Though I can say from experience that when I've been following a series for a while, and gotten really invested in it, and then the series suddenly restarts from the beginning to make it "better," that as a reader that sort of puts me off, and I've found I usually lose interest in comics when this happens. Like, I dunno, maybe it is better, but it's not the story I was invested in the first time around. I wouldn't do this unless you REALLY can't work with the story you had already.
At the same time, I've also been really into a comic and later discovered that there was an old version once, and the whole thing got reset at some point into the comic I now love -- I just never saw the old version since I found it after the reset and got attached to the shiny new version.

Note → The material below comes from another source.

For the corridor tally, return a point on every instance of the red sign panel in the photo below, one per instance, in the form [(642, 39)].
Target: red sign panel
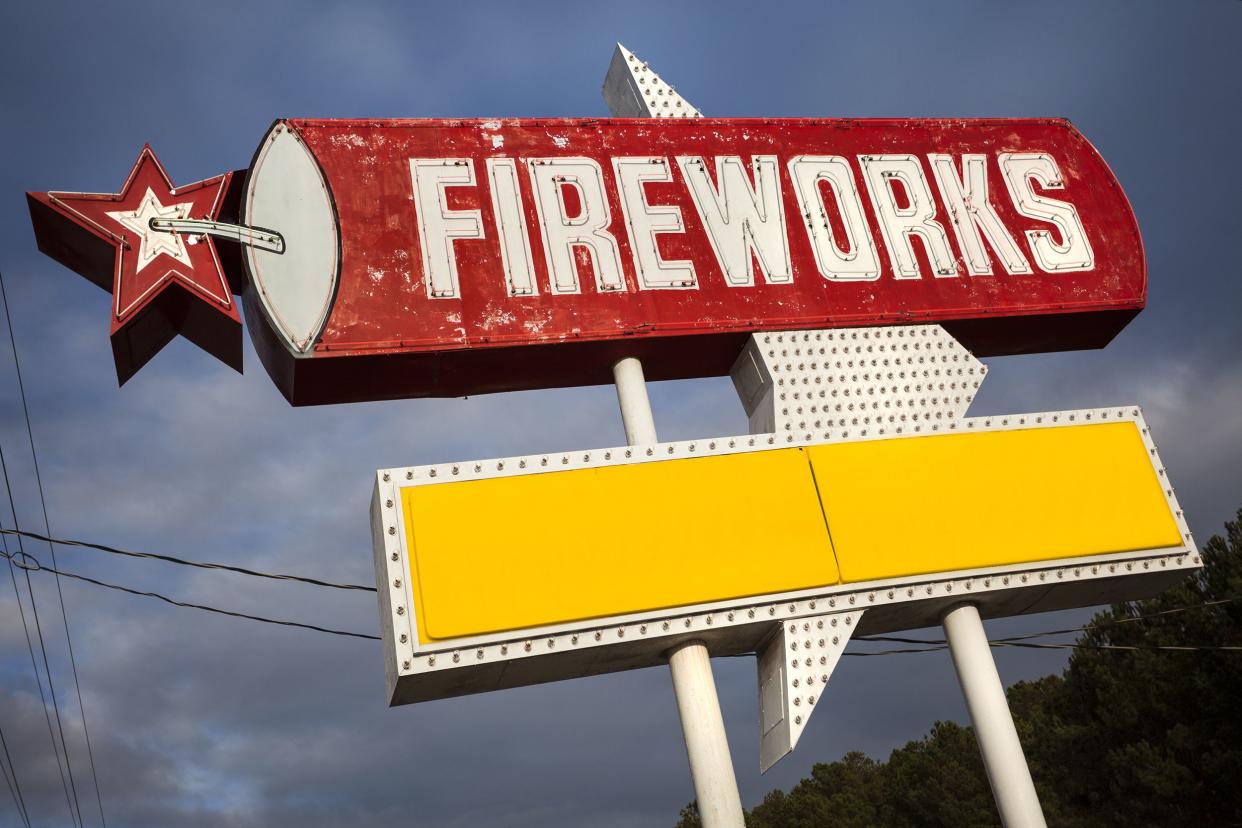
[(450, 257)]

So it can go both ways.
To some extent, a lot of this is gonna be a Follow Your Heart scenario. You alone know whether your early mistakes are hurting your passion for this story, or if going back and reworking things is realistically unfeasible for the amount of work you're able to do; whether rebooting the whole darn thing and not worrying about subs will be freeing, or if that would be giving into It Must Be Perfect anxiety.
Once you finish two years of doing your comic, you're going to look back and see new art mistakes, new storytelling mistakes, new plot things that you could've handled better, new pacing issues. After three years of doing your comic, you're going to look back at things that were new and good last year, and find all kinds of new mistakes again. This isn't something that's only happening because you're a new creator; it's never going to stop happening.
So make your decisions with that in mind!!
Personally, I think any time you can work with the decisions you've made already, and focus on moving forward, I consider that the best way to go. If there's a concept I didn't introduce well in the beginning of the story, and I'm on chapter 3, I'd rather look for a way to elaborate on that concept in chapter 3 than go back and retell the beginning. But my priority is telling this story in a way its audience can understand, rather than like, having a perfectly well-edited book when I'm done. Not everyone has the same priorities I do, and someone else might find a very different decision is best for them!